La postal se repite cada vez con más frecuencia en La Plata: persianas bajas, locales vacíos y comerciantes que achican estructuras para intentar sobrevivir. Esta vez, el golpe lo dio el emprendimientos gastronómicos vegetariano "Tara Verde", que anunció el cierre de su sucursal de City Bell y concentrará toda su actividad en su local de diagonal 74.
La decisión no llega aislada. Apenas semanas atrás, la marca había bajado la persiana de su sede de Plaza Malvinas, en 19 y 55. Ahora, con el cierre del espacio de City Bell, el emprendimiento quedará funcionando únicamente con una sola sucursal, en una estrategia de repliegue frente a un escenario económico que asfixia al comercio local.
El anuncio fue realizado por Agustín Dapoto, dueño del proyecto, a través de las redes sociales de la marca. Allí habló del desgaste que implicó sostener la estructura en el actual contexto económico y explicó que la prioridad será volver a enfocarse en la producción y en la esencia original del emprendimiento. “Volver a las bases” fue la idea que atravesó el mensaje. También reconoció el impacto de la caída del consumo, una problemática que ya dejó de ser una percepción aislada para convertirse en uno de los principales dolores de cabeza del sector comercial.
El termómetro comercial de la Ciudad
La situación de Tara Verde aparece como un reflejo concreto de un fenómeno más amplio que atraviesa a comerciantes y empresarios de la Región. En los últimos meses, distintos corredores comerciales platenses comenzaron a mostrar señales de enfriamiento: menor circulación de clientes, caída de ventas y dificultades crecientes para sostener costos fijos como alquileres, tarifas e impuestos.
Ese clima quedó reflejado en el último Índice de Expectativas Empresariales (IEE), elaborado por el Laboratorio de Desarrollo Sectorial y Territorial de la Facultad de Ciencias Económicas de la UNLP. El relevamiento mostró que durante abril las expectativas de comerciantes y prestadores de servicios de La Plata empeoraron un 1%, consolidando un escenario de cautela e incertidumbre.
El informe marca además un cambio de tendencia que preocupa: después de siete trimestres consecutivos de retroceso, la inflación volvió a escalar entre las principales inquietudes del empresariado local. A eso se suma la persistente falta de demanda y el aumento de costos operativos.
La caída de ventas aparece como uno de los factores más sensibles. Aunque casi la mitad de los encuestados todavía espera una mejora en la facturación para los próximos meses, el optimismo perdió fuerza respecto de mediciones anteriores. En paralelo, las decisiones de inversión comenzaron a frenarse.
Según el estudio, apenas uno de cada cuatro empresarios tiene previsto realizar nuevas inversiones en el corto plazo. El dato refleja un cambio de ánimo en el entramado comercial: hoy la prioridad parece ser resistir antes que expandirse.
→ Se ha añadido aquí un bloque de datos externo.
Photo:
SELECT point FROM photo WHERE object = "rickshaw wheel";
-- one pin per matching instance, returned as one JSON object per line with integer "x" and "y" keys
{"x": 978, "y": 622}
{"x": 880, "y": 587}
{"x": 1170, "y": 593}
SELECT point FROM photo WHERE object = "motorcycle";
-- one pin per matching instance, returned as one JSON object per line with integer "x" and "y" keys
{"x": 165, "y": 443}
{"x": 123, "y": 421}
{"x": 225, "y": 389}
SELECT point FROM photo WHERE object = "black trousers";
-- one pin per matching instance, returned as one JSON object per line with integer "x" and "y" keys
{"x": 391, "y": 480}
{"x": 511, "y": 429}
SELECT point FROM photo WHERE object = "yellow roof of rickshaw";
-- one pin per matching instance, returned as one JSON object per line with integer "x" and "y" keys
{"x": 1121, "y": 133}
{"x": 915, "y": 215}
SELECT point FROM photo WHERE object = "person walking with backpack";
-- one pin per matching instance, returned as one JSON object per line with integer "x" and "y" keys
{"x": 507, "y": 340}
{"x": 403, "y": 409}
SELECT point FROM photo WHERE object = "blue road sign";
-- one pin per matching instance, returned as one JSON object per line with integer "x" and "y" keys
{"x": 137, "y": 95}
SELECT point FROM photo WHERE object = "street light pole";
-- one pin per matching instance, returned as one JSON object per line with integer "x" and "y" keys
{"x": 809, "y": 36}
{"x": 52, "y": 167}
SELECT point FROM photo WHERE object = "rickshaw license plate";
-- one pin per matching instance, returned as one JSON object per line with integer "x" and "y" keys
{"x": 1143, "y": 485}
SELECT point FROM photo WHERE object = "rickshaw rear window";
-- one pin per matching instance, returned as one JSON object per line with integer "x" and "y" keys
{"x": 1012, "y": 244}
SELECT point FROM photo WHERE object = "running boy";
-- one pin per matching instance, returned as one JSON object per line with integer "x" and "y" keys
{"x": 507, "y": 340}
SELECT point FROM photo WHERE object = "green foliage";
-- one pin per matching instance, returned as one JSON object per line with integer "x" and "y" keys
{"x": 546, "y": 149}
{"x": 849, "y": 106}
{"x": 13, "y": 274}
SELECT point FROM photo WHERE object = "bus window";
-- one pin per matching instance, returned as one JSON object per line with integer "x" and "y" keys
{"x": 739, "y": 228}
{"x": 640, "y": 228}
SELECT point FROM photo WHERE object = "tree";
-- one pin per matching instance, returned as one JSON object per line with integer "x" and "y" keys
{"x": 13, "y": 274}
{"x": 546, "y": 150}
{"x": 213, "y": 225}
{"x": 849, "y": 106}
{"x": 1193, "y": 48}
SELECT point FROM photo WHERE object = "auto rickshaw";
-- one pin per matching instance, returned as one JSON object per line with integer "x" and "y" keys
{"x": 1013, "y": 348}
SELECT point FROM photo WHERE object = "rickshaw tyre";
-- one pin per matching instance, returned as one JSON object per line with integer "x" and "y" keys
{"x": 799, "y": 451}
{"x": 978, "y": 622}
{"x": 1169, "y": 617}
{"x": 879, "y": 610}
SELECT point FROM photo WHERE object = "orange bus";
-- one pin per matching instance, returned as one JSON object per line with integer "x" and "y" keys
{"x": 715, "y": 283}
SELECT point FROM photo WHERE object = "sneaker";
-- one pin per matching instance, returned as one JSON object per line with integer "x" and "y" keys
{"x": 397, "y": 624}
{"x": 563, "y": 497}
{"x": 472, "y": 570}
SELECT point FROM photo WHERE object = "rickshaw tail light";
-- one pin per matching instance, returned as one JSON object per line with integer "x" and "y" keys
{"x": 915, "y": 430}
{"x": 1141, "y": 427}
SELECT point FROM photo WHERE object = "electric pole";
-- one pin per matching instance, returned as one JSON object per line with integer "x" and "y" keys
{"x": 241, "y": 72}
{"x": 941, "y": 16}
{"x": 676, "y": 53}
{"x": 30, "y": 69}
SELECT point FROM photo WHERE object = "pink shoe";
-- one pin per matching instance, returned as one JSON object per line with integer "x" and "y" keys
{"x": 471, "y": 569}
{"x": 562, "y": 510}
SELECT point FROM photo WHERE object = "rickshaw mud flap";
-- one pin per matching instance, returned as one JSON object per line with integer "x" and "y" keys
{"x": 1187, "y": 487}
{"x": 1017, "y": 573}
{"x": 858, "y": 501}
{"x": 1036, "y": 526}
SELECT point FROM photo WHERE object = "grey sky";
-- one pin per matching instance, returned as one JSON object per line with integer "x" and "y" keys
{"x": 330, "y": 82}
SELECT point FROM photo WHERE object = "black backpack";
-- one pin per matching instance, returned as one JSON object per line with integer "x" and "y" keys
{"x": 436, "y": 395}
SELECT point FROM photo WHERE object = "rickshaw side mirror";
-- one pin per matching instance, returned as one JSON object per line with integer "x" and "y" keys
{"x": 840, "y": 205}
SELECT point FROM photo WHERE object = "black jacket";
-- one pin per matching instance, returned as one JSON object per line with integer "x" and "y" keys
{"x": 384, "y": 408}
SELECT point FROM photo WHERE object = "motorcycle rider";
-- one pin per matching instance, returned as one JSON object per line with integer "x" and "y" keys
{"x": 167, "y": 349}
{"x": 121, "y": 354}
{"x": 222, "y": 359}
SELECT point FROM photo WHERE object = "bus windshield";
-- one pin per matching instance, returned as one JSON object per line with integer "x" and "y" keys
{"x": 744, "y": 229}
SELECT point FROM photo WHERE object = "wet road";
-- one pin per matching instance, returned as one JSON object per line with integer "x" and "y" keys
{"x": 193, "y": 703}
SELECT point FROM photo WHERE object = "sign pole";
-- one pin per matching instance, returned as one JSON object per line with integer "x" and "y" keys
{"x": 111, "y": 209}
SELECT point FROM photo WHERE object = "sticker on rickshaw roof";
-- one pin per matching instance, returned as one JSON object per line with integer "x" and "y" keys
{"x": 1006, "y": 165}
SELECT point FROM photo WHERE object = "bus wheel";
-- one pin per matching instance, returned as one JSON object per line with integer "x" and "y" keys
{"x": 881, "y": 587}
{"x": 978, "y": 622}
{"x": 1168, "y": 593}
En ese contexto, muchos negocios comenzaron a revisar estructuras, reducir gastos o directamente cerrar sucursales para sostener el núcleo principal de funcionamiento. La experiencia de Tara Verde encaja en esa lógica defensiva que empieza a repetirse entre emprendimientos gastronómicos, comercios barriales y pequeñas empresas locales.
El empleo, por ahora, es la variable que menos deterioro muestra. El informe indica que son más los comerciantes que piensan incorporar personal que aquellos que prevén despidos. Sin embargo, el nivel de actividad ya exhibe señales de desgaste: las horas trabajadas cayeron respecto del trimestre anterior y la sensación general es que el movimiento económico perdió intensidad.
Mientras tanto, en las calles de La Plata, el panorama empieza a hacerse visible. Donde antes había vidrieras encendidas y locales en expansión, ahora aparecen carteles de alquiler y persianas cerradas. El cierre de otra sucursal de Tara Verde suma un nuevo caso a una lista que comerciantes y cámaras empresarias observan con creciente preocupación.